Pubblicato il 13/02/2023 14:26 - Aggiornato il 16/02/2023 09:32

Purtroppo e’ vero, ben presto le nostre amate e sudate case, non varranno piu’ nulla, e questo a causa della cosiddetta direttiva europea sulle case ecologiche, le case green. Infatti pochi giorni fa il Parlamento Europero ha approvato il primo step normativo della riforma sulle case green, riforma che imporra’ che dal 2023 tutti gli immobili dovranno essere adeguati in classe energetica E, e dal 2033 addirittura in classe D. Il tutto senza distinzione di categoria, zona, ma soprattutto senza distinzione fra immobili singoli od in condominio. Per l’Italia parlando di almeno il 60 % del patrimonio immobiliare, pubblico e privato.

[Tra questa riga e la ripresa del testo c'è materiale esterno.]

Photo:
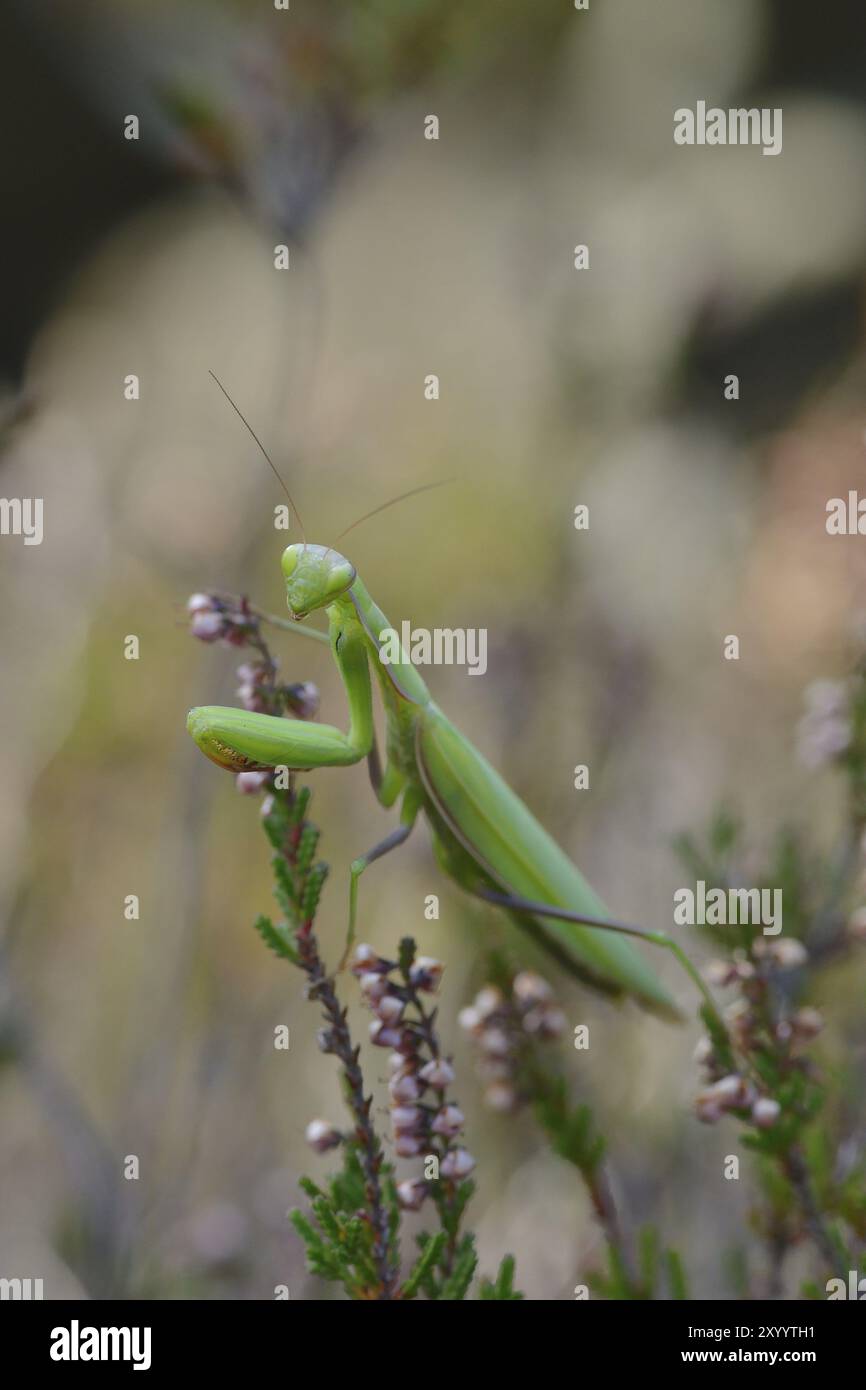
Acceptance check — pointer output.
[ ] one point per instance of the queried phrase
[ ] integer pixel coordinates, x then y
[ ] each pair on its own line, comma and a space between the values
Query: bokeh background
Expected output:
154, 1037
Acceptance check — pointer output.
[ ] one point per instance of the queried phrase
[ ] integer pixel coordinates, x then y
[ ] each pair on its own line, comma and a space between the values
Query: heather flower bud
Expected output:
488, 1001
765, 1112
384, 1036
449, 1121
458, 1162
786, 952
389, 1009
207, 627
437, 1073
426, 973
200, 603
495, 1043
412, 1193
405, 1089
530, 990
321, 1136
729, 1093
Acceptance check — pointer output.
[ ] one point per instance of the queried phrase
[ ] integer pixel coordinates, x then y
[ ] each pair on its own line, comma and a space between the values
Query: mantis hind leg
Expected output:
531, 911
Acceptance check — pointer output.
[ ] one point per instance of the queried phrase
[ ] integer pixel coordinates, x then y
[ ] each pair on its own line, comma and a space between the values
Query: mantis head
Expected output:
314, 577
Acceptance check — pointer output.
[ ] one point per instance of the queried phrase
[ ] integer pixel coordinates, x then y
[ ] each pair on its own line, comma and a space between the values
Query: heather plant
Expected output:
758, 1058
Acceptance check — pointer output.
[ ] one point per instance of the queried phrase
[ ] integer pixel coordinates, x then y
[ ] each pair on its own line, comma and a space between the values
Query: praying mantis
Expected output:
484, 836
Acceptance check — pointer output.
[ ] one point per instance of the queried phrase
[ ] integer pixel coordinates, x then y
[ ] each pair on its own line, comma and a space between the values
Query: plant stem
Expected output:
370, 1153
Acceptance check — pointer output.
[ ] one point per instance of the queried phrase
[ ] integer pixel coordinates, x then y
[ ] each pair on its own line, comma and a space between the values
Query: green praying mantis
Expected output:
484, 836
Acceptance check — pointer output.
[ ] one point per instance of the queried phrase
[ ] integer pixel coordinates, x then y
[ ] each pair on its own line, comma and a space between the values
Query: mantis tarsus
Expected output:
484, 836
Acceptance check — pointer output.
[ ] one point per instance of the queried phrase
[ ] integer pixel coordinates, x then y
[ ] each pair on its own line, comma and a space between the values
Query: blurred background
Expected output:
603, 387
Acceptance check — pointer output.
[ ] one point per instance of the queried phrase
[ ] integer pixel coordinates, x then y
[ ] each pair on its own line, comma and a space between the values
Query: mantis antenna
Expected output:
242, 417
426, 487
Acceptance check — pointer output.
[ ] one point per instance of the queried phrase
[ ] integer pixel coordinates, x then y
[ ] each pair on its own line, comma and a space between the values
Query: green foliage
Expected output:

E la cosa piu’ grave e’ che questi adeguamenti sono molto complessi sia in termini di opere che, soprattutto di costi, costi che nemmeno sono previsti in eventuali agevolazioni, ma sono comunque obbligatori perche’ da quanto sembra dalle prime stesure normative, incideranno sull’abitabilita’ e l’agibilita’ degli immobili, e quindi non solo sulla possibilita’ di venderli od affittarli, ma anche solamente di abitarli. Basti pensare che allo stato attuale sta girando una bozza che prevede la concessione della residenza e delle utenze sulla base della certificazione energetica.

Questa norma, che e’ stata studiata secondo modelli urbanistici ed edilizi in voga nei paesi del nord ed anglosassoni, ed e’ legata al concetto di abbattimento e ricostruzione di interi quartieri, con enormi guadagni per le multinazionali delle costruzioni, non tiene minimamante conto del tessuto urbano, delle abitudini e soprattutto della storia del patrimonio immobiliare dei paesi come l’italia. Infatti, a differenza dei paesi nordici ed anglosassoni, dove gli immobili sono per l’80% detenuti in locazione e non hanno particolari vincoli storici o di tipologia costruttiva, in Italia e nei paesi mediterranei europei, il tessuto urbano, specialmente quello dei centri storici, e quindi quello piu’ valutato commercialmente, e’ nella maggioranza dei casi costituito da edifici storici, vincolati e con caratteristiche tali da rendere quasi impossibile un efficientamento energetico profondo senza pesanti modifiche, alcune delle quali inattuabili, e peraltro inutili date le condizioni climatiche nettamente piu’ favorevoli rispetto ai paesi del nord europa.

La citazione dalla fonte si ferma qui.